🤖 AI Summary
This work addresses the challenge of real-time cognitive load assessment in smart eyewear, where existing eye-tracking methods are either reliant on bulky sensors or suffer from poor interpretability, weak generalization, and the need for task-specific fine-tuning. To overcome these limitations, we propose GazeMind, a novel framework that structures eye-movement data and leverages large language models for task-guided reasoning, enabling zero-shot cross-scenario generalization without fine-tuning. GazeMind further integrates user-specific traits and historical context to deliver personalized and highly interpretable cognitive load predictions. Evaluated on our newly curated large-scale dataset, CogLoad-Bench—comprising 152 participants, over 40 hours of recordings, and more than 10,000 annotated samples—GazeMind outperforms all baselines by over 20% across key metrics, achieving state-of-the-art performance.
📝 Abstract
Smart glasses with AI assistants are increasingly used in daily life. However, current systems lack awareness of the user's internal cognitive state, leaving them unable to proactively anticipate users' needs without access to cognitive load.
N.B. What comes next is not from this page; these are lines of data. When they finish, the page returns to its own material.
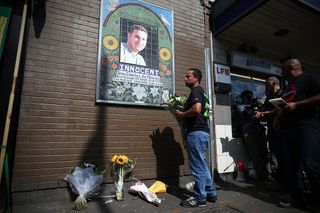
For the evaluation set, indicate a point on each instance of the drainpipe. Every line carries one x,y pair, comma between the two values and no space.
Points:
13,88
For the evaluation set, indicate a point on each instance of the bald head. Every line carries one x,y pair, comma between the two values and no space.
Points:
291,69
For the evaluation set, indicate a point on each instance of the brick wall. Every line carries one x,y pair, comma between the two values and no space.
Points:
60,124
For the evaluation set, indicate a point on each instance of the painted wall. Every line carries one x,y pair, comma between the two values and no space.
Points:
60,124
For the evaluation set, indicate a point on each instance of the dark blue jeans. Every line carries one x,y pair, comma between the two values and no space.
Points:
197,145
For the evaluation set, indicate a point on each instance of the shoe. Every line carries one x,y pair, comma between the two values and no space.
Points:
294,204
212,199
192,202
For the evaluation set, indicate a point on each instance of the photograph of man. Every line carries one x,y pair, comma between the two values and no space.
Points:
136,42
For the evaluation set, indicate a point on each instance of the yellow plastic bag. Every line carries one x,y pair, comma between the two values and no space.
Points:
158,187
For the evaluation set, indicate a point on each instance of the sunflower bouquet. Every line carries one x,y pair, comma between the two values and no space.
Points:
85,181
175,103
121,165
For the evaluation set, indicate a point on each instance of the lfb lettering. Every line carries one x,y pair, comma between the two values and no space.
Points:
223,71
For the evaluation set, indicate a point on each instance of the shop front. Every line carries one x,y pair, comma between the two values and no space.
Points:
251,40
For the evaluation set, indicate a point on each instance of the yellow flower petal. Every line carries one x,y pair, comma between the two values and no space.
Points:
165,54
114,158
110,42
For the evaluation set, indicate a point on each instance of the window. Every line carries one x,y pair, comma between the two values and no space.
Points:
240,83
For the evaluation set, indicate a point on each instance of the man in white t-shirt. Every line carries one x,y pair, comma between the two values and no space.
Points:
137,40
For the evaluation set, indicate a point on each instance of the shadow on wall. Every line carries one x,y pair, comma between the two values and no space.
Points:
95,148
38,16
236,150
169,155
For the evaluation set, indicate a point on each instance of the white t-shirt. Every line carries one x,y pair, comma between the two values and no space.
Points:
128,57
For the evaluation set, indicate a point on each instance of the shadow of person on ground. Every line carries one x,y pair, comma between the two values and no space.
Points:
253,188
169,157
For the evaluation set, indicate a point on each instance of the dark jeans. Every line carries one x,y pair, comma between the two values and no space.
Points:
302,150
257,150
197,145
276,146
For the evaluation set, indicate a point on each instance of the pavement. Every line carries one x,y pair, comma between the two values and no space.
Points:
233,197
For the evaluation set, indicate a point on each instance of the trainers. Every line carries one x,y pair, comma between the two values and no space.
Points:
192,202
212,199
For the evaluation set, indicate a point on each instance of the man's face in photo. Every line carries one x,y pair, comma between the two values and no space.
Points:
137,40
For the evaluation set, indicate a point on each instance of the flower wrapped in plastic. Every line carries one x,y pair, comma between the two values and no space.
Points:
85,181
175,103
121,165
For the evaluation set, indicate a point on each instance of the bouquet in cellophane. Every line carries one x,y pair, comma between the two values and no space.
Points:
175,103
121,165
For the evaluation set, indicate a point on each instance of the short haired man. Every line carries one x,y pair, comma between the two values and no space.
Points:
136,42
301,130
195,115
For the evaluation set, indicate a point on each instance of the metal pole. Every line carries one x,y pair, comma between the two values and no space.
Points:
13,88
211,126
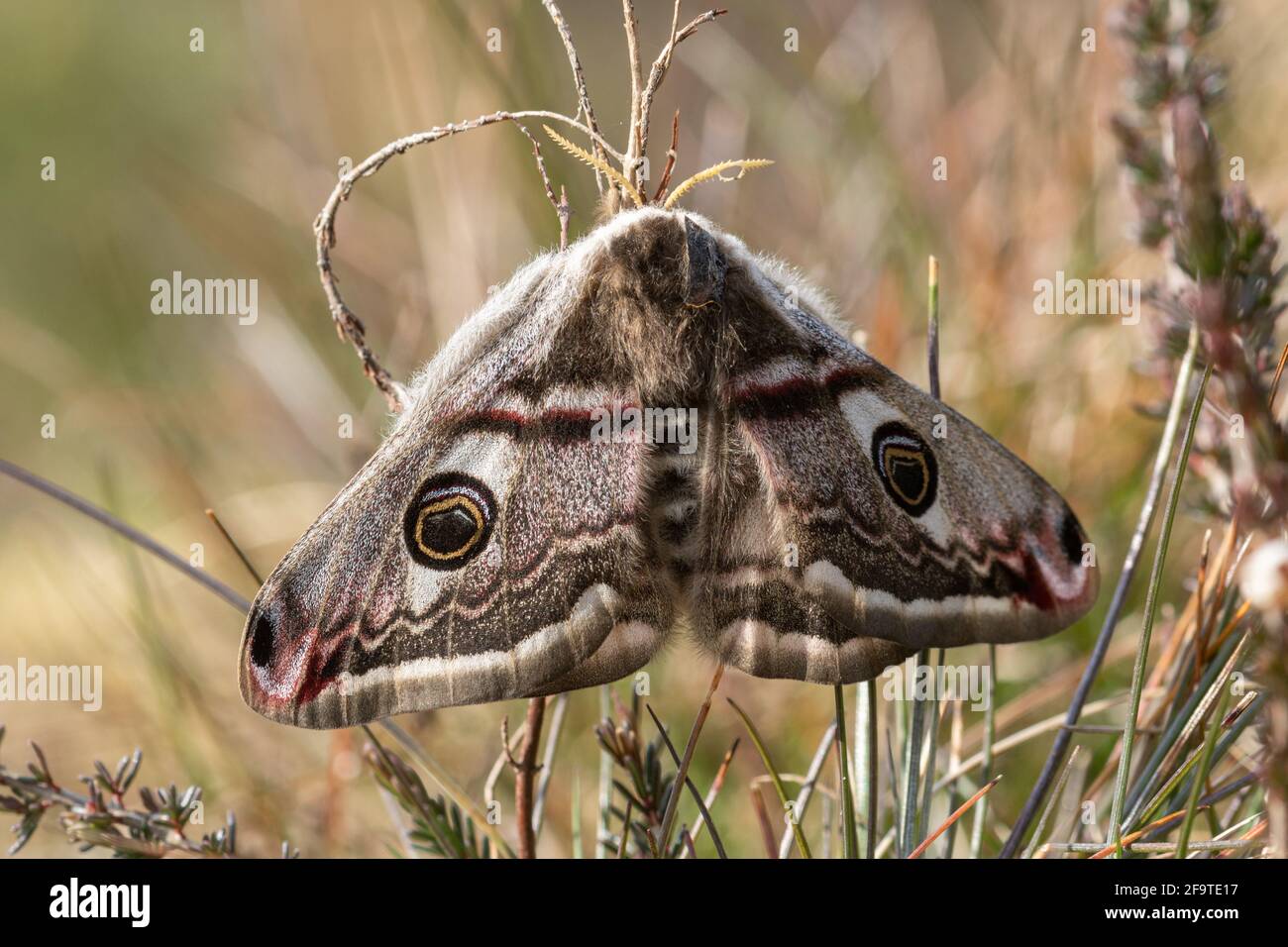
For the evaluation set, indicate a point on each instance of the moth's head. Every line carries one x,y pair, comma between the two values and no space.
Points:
661,257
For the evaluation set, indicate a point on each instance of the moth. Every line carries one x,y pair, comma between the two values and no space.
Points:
795,508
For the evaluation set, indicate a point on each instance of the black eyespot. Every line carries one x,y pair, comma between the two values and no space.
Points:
450,522
1072,538
262,641
906,467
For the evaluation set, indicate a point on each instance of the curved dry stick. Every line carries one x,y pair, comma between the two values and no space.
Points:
579,80
664,62
348,325
632,53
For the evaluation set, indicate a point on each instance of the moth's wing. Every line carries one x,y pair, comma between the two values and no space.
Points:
957,541
747,603
352,625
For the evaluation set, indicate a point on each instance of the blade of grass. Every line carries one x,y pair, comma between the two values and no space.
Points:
806,791
866,762
716,784
1051,802
1175,412
576,815
1151,607
773,775
850,832
439,775
961,810
977,836
682,775
1219,723
605,779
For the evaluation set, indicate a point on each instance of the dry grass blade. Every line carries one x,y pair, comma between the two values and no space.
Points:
1151,605
806,791
682,775
140,539
773,775
961,810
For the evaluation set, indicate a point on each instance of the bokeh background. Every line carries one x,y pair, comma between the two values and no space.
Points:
217,162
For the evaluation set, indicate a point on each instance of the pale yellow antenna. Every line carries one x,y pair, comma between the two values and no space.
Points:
715,171
596,162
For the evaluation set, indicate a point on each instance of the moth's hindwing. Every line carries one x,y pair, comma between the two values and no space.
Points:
877,512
Existing methods for assessing cognitive load either rely on impractical sensors for lightweight eyewear or utilize eye gaze-based models that suffer from poor interpretability, and require task-specific fine-tuning, often failing to generalize across individuals. We propose GazeMind, a gaze-guided LLM agent framework for cognitive load assessment on smart glasses. It encodes eye-tracking data into structured representations for LLM-based reasoning and provides interpretable cognitive load predictions. Importantly, GazeMind generalizes across scenarios without LLM fine-tuning through a novel task-guidance reasoning approach and achieves personalized adaptation by incorporating user-specific characteristics and historical references. To support evaluation, we introduce CogLoad-Bench, the largest gaze-based cognitive load dataset with 152 participants, 40+ hours of multimodal data, and 10K+ real-time annotations across controlled and real-world tasks. Experiments show that GazeMind achieves state-of-the-art performance, outperforming baselines by over 20% across all metrics.